Sculpture in Boston, Massachusetts, U.S.

The Boston Women's Memorial is a bronze and granite grouping of three figurative sculptures on the Commonwealth Avenue Mall in Boston, Massachusetts, commemorating Phillis Wheatley, Abigail Adams, and Lucy Stone.

==Overview==
The idea of a memorial to women was first discussed in 1992 in recognition of the under-representation of women among Boston's statues. A collaboration between the Boston Women's Commission, the Commonwealth Avenue Mall Committee and the Massachusetts Historical Society, supported by Angela Menino, the mayor's wife, developed it over the next twelve years. Three women from Massachusetts history were eventually chosen for their impact on society through their writing.

The design competition was won by New York sculptor Meredith Bergmann. The memorial was unveiled on October 25, 2003, by the mayor of Boston, Thomas Menino. Despite having taken longer than 12 years to be developed and created, the monument was criticized at the time as a quick-fix attempt to address the lack of female representation in Boston's public art, grouping together three historical figures who merit recognition as individuals. "The memorials to men around town don't herd heroes together; neither should a memorial to women," Christine Temin wrote in the Boston Globe.

The statues present the women at street level, rather than on a pedestal, although pedestals are used as part of the artwork to refer to the ways in which women’s liberation has brought women down off their pedestals. Stone, for example, is positioned using her pedestal as an editorial desk, working on the Woman's Journal, which she founded. Quotations from the women are inscribed on their plinths.

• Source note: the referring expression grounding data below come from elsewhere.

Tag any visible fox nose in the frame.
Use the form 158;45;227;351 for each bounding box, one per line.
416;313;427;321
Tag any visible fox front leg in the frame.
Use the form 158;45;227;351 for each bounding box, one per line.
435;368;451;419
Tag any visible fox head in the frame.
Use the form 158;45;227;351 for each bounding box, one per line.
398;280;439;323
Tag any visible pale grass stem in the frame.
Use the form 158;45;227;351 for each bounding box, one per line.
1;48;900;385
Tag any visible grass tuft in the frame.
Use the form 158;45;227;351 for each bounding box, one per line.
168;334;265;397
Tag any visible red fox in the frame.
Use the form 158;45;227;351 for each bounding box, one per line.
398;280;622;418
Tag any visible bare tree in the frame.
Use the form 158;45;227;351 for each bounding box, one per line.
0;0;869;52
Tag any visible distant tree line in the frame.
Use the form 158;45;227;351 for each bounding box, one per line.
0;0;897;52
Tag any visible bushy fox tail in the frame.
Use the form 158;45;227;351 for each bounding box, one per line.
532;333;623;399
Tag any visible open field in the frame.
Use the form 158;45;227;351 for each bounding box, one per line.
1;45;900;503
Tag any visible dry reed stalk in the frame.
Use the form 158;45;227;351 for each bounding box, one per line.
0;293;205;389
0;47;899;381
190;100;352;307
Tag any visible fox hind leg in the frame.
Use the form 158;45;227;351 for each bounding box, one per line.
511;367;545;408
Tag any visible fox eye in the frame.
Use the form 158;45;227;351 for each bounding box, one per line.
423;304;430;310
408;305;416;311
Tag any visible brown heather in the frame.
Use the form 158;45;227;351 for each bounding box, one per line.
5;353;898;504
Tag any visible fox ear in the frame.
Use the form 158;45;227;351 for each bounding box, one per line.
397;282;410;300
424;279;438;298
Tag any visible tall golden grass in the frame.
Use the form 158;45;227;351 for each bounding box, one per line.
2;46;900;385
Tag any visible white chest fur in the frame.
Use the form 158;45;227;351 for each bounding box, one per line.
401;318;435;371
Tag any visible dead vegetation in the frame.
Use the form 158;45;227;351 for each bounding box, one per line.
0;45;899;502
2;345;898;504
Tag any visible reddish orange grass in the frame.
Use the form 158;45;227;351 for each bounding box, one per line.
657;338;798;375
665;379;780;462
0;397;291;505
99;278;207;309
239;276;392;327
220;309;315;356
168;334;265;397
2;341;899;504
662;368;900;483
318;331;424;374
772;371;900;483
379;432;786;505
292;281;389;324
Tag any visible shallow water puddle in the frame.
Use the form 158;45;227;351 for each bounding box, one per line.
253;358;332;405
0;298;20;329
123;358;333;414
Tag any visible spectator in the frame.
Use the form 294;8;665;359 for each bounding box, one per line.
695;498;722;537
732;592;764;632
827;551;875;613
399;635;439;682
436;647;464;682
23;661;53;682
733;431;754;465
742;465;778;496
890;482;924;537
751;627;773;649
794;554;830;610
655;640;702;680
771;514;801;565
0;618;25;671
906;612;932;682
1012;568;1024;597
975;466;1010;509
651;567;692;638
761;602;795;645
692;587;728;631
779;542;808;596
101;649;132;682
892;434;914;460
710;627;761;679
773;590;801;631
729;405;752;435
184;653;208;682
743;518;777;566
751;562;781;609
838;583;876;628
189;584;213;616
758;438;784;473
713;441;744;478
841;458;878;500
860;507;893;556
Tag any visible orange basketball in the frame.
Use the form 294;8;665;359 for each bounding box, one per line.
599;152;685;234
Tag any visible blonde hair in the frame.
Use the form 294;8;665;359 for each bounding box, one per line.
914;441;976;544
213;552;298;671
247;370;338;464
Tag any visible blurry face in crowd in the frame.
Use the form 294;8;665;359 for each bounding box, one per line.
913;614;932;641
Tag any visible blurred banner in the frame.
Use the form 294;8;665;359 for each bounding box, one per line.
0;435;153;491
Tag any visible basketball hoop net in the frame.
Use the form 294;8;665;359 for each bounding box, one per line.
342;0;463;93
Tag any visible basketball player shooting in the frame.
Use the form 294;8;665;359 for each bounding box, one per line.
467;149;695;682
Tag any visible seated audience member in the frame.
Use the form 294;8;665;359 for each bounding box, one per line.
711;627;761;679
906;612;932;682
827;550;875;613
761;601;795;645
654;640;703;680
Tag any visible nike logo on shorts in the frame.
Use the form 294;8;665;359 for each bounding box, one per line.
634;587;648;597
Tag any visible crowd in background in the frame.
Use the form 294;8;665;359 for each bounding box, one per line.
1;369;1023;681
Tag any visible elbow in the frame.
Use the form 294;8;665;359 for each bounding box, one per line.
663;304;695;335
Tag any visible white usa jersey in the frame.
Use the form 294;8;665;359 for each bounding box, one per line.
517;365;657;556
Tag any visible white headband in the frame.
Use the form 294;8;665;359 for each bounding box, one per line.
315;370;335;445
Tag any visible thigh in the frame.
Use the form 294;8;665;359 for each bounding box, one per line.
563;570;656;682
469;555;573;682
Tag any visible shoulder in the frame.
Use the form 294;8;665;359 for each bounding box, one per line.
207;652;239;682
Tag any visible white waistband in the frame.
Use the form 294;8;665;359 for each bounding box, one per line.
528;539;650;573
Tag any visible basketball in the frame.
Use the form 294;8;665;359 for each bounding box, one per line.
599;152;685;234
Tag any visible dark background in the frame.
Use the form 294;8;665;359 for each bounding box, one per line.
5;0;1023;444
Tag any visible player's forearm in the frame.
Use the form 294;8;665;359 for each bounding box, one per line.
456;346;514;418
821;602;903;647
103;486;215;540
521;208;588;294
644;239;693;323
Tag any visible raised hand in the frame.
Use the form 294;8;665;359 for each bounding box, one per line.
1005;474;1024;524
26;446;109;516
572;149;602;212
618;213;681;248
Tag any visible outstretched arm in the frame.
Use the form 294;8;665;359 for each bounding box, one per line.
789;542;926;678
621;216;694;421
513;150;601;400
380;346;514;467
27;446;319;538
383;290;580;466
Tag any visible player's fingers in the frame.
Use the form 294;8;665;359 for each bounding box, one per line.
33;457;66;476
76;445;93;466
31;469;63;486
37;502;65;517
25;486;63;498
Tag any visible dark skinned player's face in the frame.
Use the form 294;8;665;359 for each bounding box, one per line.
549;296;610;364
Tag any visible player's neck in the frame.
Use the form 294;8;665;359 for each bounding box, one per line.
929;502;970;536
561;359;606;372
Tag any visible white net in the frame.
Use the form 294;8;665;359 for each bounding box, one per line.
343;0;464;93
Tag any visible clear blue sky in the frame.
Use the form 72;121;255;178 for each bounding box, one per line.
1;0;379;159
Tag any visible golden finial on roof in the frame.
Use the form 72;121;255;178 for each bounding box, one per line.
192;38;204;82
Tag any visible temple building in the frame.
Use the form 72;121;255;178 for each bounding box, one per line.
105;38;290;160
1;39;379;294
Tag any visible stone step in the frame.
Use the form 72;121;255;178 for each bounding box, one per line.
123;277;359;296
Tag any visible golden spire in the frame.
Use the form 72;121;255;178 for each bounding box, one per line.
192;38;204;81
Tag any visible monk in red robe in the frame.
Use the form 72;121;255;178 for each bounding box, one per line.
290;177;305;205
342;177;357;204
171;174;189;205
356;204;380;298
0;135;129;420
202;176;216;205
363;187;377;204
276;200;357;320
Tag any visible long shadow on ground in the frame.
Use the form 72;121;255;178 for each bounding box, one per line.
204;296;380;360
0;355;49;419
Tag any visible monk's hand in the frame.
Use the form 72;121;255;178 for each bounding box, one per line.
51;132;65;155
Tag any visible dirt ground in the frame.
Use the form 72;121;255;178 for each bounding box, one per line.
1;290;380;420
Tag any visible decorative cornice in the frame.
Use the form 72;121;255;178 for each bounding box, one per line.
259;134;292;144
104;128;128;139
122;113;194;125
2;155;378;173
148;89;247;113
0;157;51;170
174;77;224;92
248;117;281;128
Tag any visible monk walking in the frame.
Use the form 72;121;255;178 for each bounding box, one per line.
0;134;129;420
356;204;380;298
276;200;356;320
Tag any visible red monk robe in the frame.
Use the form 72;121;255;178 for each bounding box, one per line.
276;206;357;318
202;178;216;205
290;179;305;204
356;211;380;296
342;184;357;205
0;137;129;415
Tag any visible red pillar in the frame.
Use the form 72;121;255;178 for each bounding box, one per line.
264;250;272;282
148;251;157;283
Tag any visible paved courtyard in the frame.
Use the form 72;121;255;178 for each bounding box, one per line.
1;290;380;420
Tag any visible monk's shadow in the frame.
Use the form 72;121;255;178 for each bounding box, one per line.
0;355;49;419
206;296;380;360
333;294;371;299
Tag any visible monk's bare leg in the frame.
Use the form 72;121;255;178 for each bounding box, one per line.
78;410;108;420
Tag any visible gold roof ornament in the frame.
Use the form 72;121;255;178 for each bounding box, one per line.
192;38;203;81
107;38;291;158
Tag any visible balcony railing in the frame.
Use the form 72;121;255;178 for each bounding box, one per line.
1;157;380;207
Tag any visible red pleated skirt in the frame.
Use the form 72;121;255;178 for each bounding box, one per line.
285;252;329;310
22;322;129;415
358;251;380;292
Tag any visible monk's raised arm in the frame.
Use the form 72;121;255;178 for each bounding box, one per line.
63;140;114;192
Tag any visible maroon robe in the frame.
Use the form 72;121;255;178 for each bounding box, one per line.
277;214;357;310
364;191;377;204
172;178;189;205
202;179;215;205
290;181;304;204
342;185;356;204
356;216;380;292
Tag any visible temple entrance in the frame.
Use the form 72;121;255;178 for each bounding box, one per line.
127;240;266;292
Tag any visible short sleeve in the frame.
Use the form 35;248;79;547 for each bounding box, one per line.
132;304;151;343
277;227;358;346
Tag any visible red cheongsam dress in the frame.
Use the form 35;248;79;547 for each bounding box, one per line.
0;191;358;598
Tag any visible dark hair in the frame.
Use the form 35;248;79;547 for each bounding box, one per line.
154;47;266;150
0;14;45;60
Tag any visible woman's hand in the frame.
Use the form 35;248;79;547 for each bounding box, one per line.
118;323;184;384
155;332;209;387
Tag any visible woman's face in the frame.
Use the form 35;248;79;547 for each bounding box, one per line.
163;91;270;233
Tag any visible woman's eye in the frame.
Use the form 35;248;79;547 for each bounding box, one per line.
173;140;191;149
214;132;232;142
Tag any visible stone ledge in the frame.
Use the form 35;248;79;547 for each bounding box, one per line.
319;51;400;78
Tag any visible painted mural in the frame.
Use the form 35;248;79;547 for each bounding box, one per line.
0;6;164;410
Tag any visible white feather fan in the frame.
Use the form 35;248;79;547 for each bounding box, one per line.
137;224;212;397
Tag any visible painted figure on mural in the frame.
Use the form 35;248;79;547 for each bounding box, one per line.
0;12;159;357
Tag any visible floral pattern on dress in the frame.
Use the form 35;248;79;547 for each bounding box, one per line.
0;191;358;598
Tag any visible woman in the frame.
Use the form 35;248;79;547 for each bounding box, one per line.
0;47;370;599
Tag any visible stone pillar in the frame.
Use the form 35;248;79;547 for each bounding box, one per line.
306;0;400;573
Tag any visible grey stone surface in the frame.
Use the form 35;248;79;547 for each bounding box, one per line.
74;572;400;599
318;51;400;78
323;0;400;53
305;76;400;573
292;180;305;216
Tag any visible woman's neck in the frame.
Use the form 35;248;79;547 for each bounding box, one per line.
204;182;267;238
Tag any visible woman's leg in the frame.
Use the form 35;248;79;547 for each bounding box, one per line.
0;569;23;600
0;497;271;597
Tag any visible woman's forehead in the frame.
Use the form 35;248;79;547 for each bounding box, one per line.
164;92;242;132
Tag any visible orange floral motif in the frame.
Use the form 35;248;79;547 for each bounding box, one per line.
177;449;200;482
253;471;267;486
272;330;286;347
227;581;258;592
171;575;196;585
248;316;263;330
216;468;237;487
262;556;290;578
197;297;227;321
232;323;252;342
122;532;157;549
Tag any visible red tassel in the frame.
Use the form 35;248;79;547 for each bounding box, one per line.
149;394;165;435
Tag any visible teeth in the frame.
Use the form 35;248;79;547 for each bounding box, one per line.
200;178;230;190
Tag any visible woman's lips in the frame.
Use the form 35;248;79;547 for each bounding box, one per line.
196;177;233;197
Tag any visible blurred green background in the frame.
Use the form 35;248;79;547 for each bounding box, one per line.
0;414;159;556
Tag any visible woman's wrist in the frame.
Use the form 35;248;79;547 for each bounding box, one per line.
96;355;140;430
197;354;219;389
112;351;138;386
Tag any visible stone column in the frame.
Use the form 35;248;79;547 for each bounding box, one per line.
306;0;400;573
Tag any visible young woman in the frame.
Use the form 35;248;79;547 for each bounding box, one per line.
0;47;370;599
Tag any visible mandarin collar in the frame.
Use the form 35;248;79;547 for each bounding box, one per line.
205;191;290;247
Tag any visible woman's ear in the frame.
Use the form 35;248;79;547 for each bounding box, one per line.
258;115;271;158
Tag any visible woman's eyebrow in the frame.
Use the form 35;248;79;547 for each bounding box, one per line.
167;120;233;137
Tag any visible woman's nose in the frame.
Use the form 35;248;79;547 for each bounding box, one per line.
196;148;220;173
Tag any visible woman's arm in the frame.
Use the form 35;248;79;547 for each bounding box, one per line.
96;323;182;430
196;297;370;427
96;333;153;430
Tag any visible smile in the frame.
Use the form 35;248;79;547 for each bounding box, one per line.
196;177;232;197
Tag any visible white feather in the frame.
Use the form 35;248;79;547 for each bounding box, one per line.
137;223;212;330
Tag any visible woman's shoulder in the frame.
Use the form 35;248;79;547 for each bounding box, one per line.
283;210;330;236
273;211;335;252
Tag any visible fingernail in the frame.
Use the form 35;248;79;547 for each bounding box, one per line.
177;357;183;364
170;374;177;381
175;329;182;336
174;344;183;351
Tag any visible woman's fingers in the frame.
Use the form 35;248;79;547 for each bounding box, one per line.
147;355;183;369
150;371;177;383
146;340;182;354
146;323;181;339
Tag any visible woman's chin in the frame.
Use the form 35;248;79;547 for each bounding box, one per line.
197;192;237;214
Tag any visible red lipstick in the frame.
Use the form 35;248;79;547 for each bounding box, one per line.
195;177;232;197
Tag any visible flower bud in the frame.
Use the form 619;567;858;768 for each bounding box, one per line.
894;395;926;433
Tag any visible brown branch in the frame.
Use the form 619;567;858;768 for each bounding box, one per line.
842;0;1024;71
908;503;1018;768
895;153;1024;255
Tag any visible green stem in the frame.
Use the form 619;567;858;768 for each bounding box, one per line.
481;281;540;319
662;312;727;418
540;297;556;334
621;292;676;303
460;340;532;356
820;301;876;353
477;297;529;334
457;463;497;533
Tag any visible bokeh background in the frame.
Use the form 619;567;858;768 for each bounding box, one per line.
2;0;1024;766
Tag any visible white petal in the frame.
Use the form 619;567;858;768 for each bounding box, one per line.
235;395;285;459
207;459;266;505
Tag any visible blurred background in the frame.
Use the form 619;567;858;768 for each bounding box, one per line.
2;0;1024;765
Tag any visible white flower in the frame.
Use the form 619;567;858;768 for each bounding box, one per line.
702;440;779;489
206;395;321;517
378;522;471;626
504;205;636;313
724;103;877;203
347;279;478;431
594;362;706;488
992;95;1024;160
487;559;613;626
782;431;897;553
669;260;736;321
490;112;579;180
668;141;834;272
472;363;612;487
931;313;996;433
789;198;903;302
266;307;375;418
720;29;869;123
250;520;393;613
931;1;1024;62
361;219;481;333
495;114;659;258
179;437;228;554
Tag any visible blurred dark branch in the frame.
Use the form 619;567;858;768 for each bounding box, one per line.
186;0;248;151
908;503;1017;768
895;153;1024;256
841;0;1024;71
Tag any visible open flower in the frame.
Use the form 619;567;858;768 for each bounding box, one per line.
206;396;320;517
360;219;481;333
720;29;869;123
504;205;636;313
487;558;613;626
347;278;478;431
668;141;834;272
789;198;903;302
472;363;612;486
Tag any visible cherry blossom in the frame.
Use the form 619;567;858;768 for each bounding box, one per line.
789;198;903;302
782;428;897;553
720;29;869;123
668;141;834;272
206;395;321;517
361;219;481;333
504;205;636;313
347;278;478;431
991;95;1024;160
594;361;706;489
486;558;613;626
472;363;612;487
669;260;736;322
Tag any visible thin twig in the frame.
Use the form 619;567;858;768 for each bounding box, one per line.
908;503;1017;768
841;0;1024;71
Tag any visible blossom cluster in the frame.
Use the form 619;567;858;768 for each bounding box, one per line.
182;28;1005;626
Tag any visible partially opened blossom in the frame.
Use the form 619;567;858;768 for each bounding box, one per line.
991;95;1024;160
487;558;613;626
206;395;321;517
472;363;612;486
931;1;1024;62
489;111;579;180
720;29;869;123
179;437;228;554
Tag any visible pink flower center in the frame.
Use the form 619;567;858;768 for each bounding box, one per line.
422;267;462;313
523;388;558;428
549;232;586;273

The monument has proved to be popular. Local people regularly leave items at or on the statues — scarves around the figure's necks in winter, a Boston Red Sox cap on one's head when the team won the World Series in 2004. Notes of apology were tucked into the statues’ hands after the 2016 election.

For the 20th anniversary, recordings of Congresswoman Ayanna Presley reading Wheately, Attorney General Andrea Campbell reading Adams, and Mayor Michelle Wu reading Lucy Stone were added to the memorial via QR code as part of the Talking Statues program.

The memorial is featured on the Ladies Walk of the Boston Women's Heritage Trail. Bergmann was later selected as the artist for the Lexington Women's Liberty Monument in Lexington, Massachusetts, which was unveiled in 2024.